Kyle Richard testified Tuesday in Nassau County Court in Mineola in the trial of Ahkhazyah Wright. Credit: Howard Schnapp
A recent college graduate who won a courage award from former Vice President Joe Biden testified Tuesday against the 19-year-old who prosecutors said tried to rape a woman at a Uniondale house party before shooting at her rescuers.
SUNY Cortland alumnus Kyle Richard told jurors in Nassau County Court that he realized he’d been shot after he felt a jolt of pain and saw flashes of light in the early morning of July 23, 2017.
Richard, 21, of Lakeview, also identified defendant Ahkhazyah Wright as both the man who shot him in both legs and the person whom a “hysterical” female partygoer told him minutes earlier had tried to rape her.
“One hundred percent,” Richard replied when prosecutor Jared Rosenblatt asked how certain he was that Wright was his assailant.
Wright, of Roosevelt, is on trial for charges that include attempted murder, attempted sexual abuse, assault and gun offenses. He maintains his innocence.
Last spring, former Vice President Joe Biden dubbed Richard a “hero” at a Manhattan ceremony for the national Biden Courage Awards.
The annual ceremony, hosted by It’s On Us and the Biden Foundation, honors students who are working to prevent sexual assault.
Richard, who was a star linebacker on Cortland’s football team and is the son of a Nassau police sergeant, also testified Tuesday that his planned career path was to work as an advocate for sexual violence prevention.
“Absolutely,” the witness said when Rosenblatt asked if his plans were “a development” of his experience in July 2017.

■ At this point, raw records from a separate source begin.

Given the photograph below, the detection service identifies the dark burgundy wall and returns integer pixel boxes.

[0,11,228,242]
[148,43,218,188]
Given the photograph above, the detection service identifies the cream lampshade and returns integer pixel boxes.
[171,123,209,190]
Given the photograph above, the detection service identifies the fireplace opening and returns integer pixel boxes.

Prosecutors say Richard and two friends heard a woman’s cries for help at the Maple Avenue party before forcing open a bathroom door and finding Wright with one hand around the alleged victim’s neck as his other hand fumbled with his zipper.
Prosecutors say the woman accused Wright of trying to rape her before the friends kicked Wright out of the house.
But outside a short time later, Wright shot at Richard and his two friends, with bullets slicing through both of Richard’s legs before he made it inside the house, according to the district attorney’s office.
Minutes later, prosecutors say, Wright fired a second volley of shots at another group of friends who were returning to the party after a deli run.
That time, Wright shot Michael Abiola in the back before he also made it inside the house, according to prosecutors.
Richard struggled to stay composed Tuesday as he described trying to comfort Abiola — another member of his close group of friends — right after the shootings.
The witness also remembered how a Muslim friend said a prayer over them.
“I didn’t know if he was going to make it or not … He looked much worse,” Richard testified about the other gunshot victim.
Abiola still has a bullet lodged in one of his arms, prosecutor Emma Slane said in her opening statement Monday.
The defendant’s attorney, Robert Schalk, called the prosecution’s case “flawed” in his opening statement.
He got Richard to acknowledge during a cross-examination Tuesday that direct testimony Richard gave about Wright threatening to shut the party down earlier that night after he was denied alcohol wasn’t something Richard had told the grand jury.
Richard also told Schalk that Wright and the woman who accused Wright of a rape attempt had clothes on when the bathroom door opened.